DFT calculations reveal that molecular dimers observed to form on a gold surface are bound by non-covalent chalcogen bonding interactions. DFT calculations reveal that molecular dimers observed to form on a gold surface are bound by non-covalent chalcogen bonding interactions.

Chalcogen bonding interactions (ChBIs) have been widely employed to create ordered noncovalent assemblies in solids and liquids. Yet, their ability to engineer molecular self-assembly on surfaces has not been demonstrated. Here, we report the first demonstration of on-surface molecular recognition solely governed by ChBIs. Scanning tunneling microscopy and ab initio calculations reveal that a pyrenyl derivative can undergo noncovalent chiral dimerization on the Au(111) surface through double Ch...N interactions involving Te- or Se-containing chalcogenazolo pyridine motifs.

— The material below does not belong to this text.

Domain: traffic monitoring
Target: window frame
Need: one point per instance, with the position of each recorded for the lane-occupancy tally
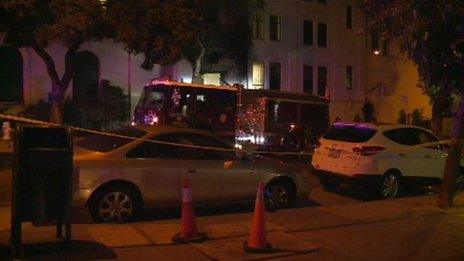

Molecular self-assembly and molecular recognition are two concepts in supramolecular chemistry in which molecules couple through non-covalent interactions. On surfaces, hydrogen bonding, metal coordination, halogen bonding and dipole-dipole interactions hold particular relevance in the formation of highly-organised 2D networks. Chalcogen bonding interactions—already used effectively in crystal engineering—have not yet been demonstrated to drive molecular self-assembly on surfaces, however.
In a joint experimental-theoretical collaboration, involving surface physicists from CNR-ISM and the University of Rome “Tor Vergata” and organic chemists from the University of Vienna, molecular recognition driven solely by chalcogen bonding has been demonstrated for the first time in a new communication published in JACS Au. High-resolution and “bond resolved” scanning tunnelling microscopy measurements reveal that a chalcogenazolo pyridene derivative undergo chiral dimerization when deposited on the Au(111) surface. Density functional theory calculations, including analyses of the non-covalent-interactions index and topological analysis of the electron density, prove that the dimers bind through noncovalent double Te-N or Se-N interactions.
These findings will pave the way for designing and fabricating precise supramolecular nanostructures on surfaces with tailored semiconducting properties, and opens a new avenue in bottom-up engineering of 2D monolayered supramolecular materials based on chalcogen bonding.